# Screws or Nails for Aluminum Soffits/Fascia?



## joshhemming

I'm a homeowner planning on installing white aluminum soffits and fascia myself. I saw a YouTube video of a guy using square head stainless steel (I think!) screws to secure his aluminum. Is this a viable alternative to stainless steel nails?

I'll be doing most of the job without an assistant. It seems like using the square head screws and a cordless drill driver would be easier than trying to nail it up. 

Any downsides to using screws? Are they driven in to where they just lightly touch the aluminum? Is 1 1/2" long enough?


----------



## PatChap

I regularly use 5/8" screws for soffit. They are labeled as soffit screws at the supplier, they aren't stainless but shouldnt get wet anyway.
I


----------



## joshhemming

Thanks. Wow, I would have thought they'd be longer.

Do you use stainless screws for the fascia, since they DO get wet? 

Do you put a couple of screws into the face of the fascia at the corner wraparound overlaps?




PatChap said:


> I regularly use 5/8" screws for soffit. They are labeled as soffit screws at the supplier, they aren't stainless but shouldnt get wet anyway.
> I


----------



## firehawkmph

Use stainless trim nails for the fascia. Get one of the drivers like the one I linked below. Makes it easy, it holds the nail and keeps you from hitting the fascia with your hammer if you slip. Just set the nails til they touch. Don't beat the heck out of them. 
http://www.toolbarn.com/malco-tnp3s.html?gclid=CKypx9qn58sCFQepaQodN14Hgg&ad=54712189574

Mike Hawkins:smile:


----------



## PatChap

+1 on the stainless trim nails shot from a pea shooter.
Prepunch the holes with a siding punch as well.

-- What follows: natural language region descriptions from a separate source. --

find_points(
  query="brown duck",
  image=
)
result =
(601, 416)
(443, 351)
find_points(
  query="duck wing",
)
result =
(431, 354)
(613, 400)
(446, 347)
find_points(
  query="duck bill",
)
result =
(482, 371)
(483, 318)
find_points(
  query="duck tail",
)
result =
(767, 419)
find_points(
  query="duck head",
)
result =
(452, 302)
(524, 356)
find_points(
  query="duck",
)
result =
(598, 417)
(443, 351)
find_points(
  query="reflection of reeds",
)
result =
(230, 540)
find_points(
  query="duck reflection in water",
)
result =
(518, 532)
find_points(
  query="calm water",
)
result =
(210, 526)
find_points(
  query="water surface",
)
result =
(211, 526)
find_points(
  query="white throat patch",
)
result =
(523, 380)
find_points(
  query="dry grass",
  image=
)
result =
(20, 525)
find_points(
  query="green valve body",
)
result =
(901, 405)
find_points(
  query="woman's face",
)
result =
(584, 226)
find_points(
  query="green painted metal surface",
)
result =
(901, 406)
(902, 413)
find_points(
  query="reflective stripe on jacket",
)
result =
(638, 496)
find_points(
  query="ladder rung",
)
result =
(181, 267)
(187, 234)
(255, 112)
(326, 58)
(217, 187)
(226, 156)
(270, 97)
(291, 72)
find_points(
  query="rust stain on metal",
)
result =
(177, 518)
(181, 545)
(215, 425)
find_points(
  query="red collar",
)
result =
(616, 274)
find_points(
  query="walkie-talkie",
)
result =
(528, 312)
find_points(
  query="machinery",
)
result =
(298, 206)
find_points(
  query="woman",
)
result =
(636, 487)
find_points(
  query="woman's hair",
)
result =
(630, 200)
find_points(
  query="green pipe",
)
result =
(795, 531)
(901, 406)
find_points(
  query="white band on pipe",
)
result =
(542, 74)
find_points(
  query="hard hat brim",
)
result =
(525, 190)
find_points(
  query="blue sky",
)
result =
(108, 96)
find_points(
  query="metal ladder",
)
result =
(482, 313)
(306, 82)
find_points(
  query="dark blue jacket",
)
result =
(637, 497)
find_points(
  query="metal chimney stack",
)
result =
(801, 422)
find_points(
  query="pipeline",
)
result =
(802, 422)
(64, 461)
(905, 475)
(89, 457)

On the screws, 5/8 is plenty long enough, as most soffit is around .019 thick. You can use the pea shooter for the soffit as well, but screws are a bit more user friendly.


----------



## Yodaman

good info here guys, anything visible gets pre-drilled (or punched), I do leave my SS nails just shy of flush. (maybe a 1/32) Just enough to 1.) not bend the alum out of shape by indenting, and 2.) keeps the hammer face of the metal. 
Never tried the pea shooter but I am sure it would save the fingers starting those small nails.


----------